Annuities
For the payment of a lump sum it is possible to arrange an income that will be paid for a fixed term or until death. Annuities are most commonly purchased with pension fund money when an individual elects to retire.
An annuity can be set up with a range of features that suit the individual. Standard features are as follows:
- Guaranteed payment period, typically 5 to 10 years
- Payment periods, usually monthly, but also quarterly or yearly
- Level income or with an annual indexation of benefit as a hedge against inflation
- Annuities are taxable as income at the individual's highest marginal rate.

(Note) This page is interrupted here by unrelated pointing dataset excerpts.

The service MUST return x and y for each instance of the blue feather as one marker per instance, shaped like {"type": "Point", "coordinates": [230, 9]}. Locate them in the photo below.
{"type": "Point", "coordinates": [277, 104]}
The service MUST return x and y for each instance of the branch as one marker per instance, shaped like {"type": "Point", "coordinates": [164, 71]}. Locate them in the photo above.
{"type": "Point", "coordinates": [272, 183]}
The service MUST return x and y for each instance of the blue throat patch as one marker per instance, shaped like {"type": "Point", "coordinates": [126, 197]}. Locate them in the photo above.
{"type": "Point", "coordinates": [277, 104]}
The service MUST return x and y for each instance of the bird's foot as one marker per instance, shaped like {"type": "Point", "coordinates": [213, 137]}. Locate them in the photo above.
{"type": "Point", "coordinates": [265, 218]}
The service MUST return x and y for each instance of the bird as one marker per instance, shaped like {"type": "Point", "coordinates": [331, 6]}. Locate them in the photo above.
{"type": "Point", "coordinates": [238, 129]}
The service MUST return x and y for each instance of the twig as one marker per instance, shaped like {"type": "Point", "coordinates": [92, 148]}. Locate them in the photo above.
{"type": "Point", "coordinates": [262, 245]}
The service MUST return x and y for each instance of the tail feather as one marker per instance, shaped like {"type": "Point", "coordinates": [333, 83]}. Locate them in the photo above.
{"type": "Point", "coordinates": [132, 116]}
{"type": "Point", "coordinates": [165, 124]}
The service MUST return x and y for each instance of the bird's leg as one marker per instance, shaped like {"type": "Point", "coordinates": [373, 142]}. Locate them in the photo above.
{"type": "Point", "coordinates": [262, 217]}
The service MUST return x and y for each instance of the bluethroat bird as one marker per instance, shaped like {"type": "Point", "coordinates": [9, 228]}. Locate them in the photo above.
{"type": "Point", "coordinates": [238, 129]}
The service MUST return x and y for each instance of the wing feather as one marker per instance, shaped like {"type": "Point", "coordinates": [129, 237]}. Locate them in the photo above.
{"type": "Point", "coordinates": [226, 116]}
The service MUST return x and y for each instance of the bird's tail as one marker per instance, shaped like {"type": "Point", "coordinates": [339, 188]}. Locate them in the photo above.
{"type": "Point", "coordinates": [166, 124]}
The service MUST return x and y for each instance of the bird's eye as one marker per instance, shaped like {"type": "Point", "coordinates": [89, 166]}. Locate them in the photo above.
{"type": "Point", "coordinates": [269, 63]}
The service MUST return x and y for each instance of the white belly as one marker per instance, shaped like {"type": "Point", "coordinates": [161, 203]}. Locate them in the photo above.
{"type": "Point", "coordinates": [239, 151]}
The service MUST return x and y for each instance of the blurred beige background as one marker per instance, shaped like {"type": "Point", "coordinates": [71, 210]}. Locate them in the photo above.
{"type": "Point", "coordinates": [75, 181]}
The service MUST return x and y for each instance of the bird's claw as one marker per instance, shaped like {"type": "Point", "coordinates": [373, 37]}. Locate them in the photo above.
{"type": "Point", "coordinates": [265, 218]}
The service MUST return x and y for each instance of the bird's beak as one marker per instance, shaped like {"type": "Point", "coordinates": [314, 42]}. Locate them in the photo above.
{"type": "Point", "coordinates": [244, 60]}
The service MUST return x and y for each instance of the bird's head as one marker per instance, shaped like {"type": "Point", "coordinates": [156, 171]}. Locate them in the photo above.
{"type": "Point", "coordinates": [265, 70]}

The benefits that are purchased will depend upon a range of criteria shown below:
- Age
- Gender
- Health
- Interest rates at date of purchase
- Singe or joint benefit
- Level or indexation in payment
There are in addition to the standard annuity alternative schemes that are investment linked based upon With Profit or investment fund performance. These annuities carry with them a potential for increasing/decreasing income depending upon investment returns.
For individuals who have suffered one or more medical conditions it may be possible to secure an enhanced income depending upon the severity and range of conditions. In addition, some providers offer increased rates for sickness.
For individuals with large pension funds it is possible to use some of the money to purchase an annuity from all or part of the fund. When only part of the fund is used to purchase an annuity the balance can provide additional income at some future date.